Is antisemitism a tool of the political right or the political left?

Jew-hatred exists on the hard right and the hard left. It manifests in different ways within these political camps but is present within both political positions. On the hard right, Jews are the ‘other’ as they can never be white. There is a fear that Jews will replace the white majority and pose a threat to the white community. Xenophobia is a contributing factor to the fear that exists among the hard right, and the conception of the Jew as the non-native, the foreigner, poses a threat to the majority within society. 

On the hard left Jews are deemed to be part of the white, privileged communities. Jews are perceived as holding power and benefiting from white supremacy. Jews, and Israel, are labeled as colonialists, imperialists that seek to harm the dark-skinned native Palestinians. In this ideological position, Jews are often conceived of as an extension of Israeli behaviors and thereby held accountable for Israel’s actions. 

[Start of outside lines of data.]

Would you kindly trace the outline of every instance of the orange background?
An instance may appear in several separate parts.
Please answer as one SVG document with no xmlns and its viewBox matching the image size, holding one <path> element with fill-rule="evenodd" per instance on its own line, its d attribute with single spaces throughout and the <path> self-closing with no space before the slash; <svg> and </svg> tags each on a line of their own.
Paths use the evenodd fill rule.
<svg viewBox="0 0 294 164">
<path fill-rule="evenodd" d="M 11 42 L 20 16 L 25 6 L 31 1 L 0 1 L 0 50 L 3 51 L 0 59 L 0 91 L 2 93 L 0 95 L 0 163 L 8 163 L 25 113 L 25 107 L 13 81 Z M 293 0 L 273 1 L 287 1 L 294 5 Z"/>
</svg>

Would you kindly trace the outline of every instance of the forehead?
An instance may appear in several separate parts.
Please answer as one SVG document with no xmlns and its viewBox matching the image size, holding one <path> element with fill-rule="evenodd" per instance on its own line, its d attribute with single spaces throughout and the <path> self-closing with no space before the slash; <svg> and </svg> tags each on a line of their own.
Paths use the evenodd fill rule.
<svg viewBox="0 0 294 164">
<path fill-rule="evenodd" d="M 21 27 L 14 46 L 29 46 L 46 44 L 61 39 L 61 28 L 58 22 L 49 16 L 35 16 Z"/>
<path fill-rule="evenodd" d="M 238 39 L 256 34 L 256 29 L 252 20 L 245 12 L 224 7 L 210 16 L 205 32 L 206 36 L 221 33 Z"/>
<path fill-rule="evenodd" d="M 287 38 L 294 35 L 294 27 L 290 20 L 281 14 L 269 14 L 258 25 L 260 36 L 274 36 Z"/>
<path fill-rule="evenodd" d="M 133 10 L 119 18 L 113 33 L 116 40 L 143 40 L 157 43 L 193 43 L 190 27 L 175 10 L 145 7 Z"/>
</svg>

In some progressive movements Jews are denied entrance if they identify Jewishly or with Zionism. There is an expectation that Jews will erase their particularism in order to be accepted by the universal. 

Why does antisemitism persist?

Jew-hatred persists in the 21st century as it is founded on elements of hate and envy. These traits are inherently part of human nature. Therefore, Jew-hatred, as a phenomena, will not dissolve or be eradicated. However, Jew-hatred can be ameliorated or mitigated. We can build greater sensitivity among various communities to educate about Jew-hatred. Jew-hatred must be made socially unacceptable, the way other forms of hate are socially unacceptable in the 21st century.

Just like racism is not solely a Black or Brown problem; and homophobia is not solely a problem for the LGBTQ+ community; and Islamophobia is not solely a problem for the Muslim community; Jew-hatred is not solely a problem for the Jewish community. 

Bridges between communities must be built in order to strengthen human connections, build the muscle of compassion and empathy, and learn about the differences in our communities while acknowledging the shared foundations we have throughout humanity.